Music Reviews
Animal Collective

Animal Collective

Campfire Songs

Paw Tracks

Animal Collective reached an admirable creative peak with Campfire Songs. After the datapanick urban overload of Danse Masquerade, the band (Avey Tare, Panda Bear, Deakin) decided to strip everything down to the core essence of their sound: feeling the throb of your heartbeat in your thumb, the drunken song of the moon on a chilly winter night. Gone are the electronics, hell, gone is the Geologist, leaving a trio to craft the delicate web of urgent and bucolic acoustic guitar strums, percussion that’s really not, and those childlike, skewed, and pure three-part vocal harmonies.

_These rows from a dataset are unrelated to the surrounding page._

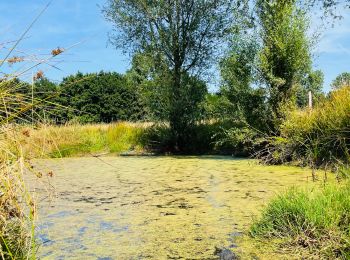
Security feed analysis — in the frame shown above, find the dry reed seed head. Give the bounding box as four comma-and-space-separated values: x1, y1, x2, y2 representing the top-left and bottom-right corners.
33, 70, 44, 81
7, 56, 24, 64
51, 47, 64, 57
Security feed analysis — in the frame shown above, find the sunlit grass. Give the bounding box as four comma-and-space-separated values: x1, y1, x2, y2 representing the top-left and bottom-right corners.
250, 182, 350, 259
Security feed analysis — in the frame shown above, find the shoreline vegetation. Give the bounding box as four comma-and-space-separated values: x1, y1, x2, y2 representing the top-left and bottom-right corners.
0, 0, 350, 260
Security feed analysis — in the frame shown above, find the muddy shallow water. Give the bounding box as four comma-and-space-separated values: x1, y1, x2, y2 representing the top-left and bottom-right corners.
31, 157, 310, 259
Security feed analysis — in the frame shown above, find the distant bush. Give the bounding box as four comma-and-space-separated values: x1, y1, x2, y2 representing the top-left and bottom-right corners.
261, 87, 350, 166
250, 182, 350, 259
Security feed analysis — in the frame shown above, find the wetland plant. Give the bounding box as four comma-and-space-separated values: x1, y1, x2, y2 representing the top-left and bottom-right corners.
250, 181, 350, 259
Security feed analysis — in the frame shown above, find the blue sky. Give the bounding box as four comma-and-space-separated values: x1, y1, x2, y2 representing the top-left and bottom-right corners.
0, 0, 350, 91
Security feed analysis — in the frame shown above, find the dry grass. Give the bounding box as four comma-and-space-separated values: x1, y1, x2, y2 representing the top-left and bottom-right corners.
6, 122, 150, 158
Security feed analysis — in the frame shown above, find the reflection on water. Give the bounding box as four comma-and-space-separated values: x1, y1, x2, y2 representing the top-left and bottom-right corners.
32, 157, 308, 259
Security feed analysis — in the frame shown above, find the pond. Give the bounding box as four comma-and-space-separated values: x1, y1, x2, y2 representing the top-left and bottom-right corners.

For the recording of Campfire Songs, Animal Collective settled down on a porch (good lord, this is what I’ve said is one of the ideal places for music to be created and joined in communally) and recorded these songs on mini-disc players in one long continuous take. They allowed their music to freely interact with nature and the place of performance. Insects, birds, even the wind blowing through tree branches all become a silent fourth member. There is a certain, wide-eyed wonder to these performances missing in so much of their later work. Alien through and through.

Sometimes Campfire Songs sounds like they’re just warming up interminably, sometimes it sounds like they’re making it up as they go along, sometimes it sounds like they’re summoning Syd Barrett in a séance of detuned guitars, sometimes it sounds like reverent Quaker hymns, sometimes it sounds like they’ve keyed into the primal core of the high lonesome sound. Alchemy.